Universities cannot squeeze more money out of tuition. And, universities can’t just raise bond funds. Instead, how do you leverage assets such as mobility and power on a typical campus to generate revenue? For some universities, those lease checks could be worth billions of dollars that can be incorporated into the institution’s master plan to change the dynamics of the university.
Every university has a different challenge in front of them. A completely different solution might be needed from one university to the next. The key is to know your university, know the types of students you want to attract, and know how to have the conversation with private equity and local corporations to support the master plan.
Examples of Successful Creativity Blending Private and Public
Universities in conferences such as the ACC, Big 10, and Pac-12 are embracing corporate interests as part of the on-campus environment.
– ACC campuses such as Clemson, North Carolina, and Georgia Tech are enhancing the value of their university education by leveraging corporate interests to provide their students with broader resources and education.
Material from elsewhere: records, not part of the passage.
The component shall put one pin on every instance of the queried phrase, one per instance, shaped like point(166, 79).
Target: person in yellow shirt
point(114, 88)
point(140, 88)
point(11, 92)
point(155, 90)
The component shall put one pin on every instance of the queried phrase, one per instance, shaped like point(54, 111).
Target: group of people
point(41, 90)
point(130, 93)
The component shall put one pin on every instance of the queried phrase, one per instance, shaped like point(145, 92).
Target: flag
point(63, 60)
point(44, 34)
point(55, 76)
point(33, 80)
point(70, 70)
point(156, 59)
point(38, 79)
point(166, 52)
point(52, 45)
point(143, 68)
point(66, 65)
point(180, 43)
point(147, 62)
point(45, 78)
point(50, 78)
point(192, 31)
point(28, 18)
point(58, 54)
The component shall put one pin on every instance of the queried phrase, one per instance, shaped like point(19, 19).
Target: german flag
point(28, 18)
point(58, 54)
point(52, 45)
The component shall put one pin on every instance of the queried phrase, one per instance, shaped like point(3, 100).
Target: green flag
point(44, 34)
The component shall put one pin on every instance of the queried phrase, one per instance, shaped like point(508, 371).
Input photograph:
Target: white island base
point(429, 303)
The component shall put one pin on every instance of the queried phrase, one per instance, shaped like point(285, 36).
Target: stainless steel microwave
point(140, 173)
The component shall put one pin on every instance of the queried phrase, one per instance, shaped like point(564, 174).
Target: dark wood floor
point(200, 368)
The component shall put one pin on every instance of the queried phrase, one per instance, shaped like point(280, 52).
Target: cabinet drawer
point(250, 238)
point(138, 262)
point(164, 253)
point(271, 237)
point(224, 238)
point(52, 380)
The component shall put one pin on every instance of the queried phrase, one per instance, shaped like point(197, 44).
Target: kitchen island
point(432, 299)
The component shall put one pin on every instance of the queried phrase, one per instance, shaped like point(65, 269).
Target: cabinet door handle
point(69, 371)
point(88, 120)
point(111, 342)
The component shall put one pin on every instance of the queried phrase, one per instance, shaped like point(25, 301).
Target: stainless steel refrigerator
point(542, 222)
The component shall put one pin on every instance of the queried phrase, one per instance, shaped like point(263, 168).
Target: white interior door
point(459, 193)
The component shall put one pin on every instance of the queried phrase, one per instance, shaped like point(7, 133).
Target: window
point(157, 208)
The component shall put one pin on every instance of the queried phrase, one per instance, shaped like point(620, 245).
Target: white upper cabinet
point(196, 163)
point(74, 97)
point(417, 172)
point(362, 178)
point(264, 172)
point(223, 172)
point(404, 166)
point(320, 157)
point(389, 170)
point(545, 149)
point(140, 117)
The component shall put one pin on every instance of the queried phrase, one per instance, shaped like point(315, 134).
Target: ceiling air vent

Clemson, for example, launched the Clemson University International Center for Automotive Research (CU-ICAR) that has brought together 37 different companies to create a campus learning environment focused on auto design.
This has created a unique environment for Clemson students centered on learning and living. These future automotive professionals can engage in their college community and prepare for their career in the automotive industry.
Plus, automotive companies can use the CU-ICAR facility to test new technology, gather new ideas from engaged students, and share intellectual interests in a safe environment. It’s a great marriage of private and public interests to grow people and companies.
– In the Big 10, legacy institutions that have been around for hundreds of years are re-thinking how to leverage their existing assets to generate revenue. There is interest on the investment side because investors know these institutions aren’t going anywhere, reducing the risk of investing in a largescale project at a university such as Ohio State or Michigan.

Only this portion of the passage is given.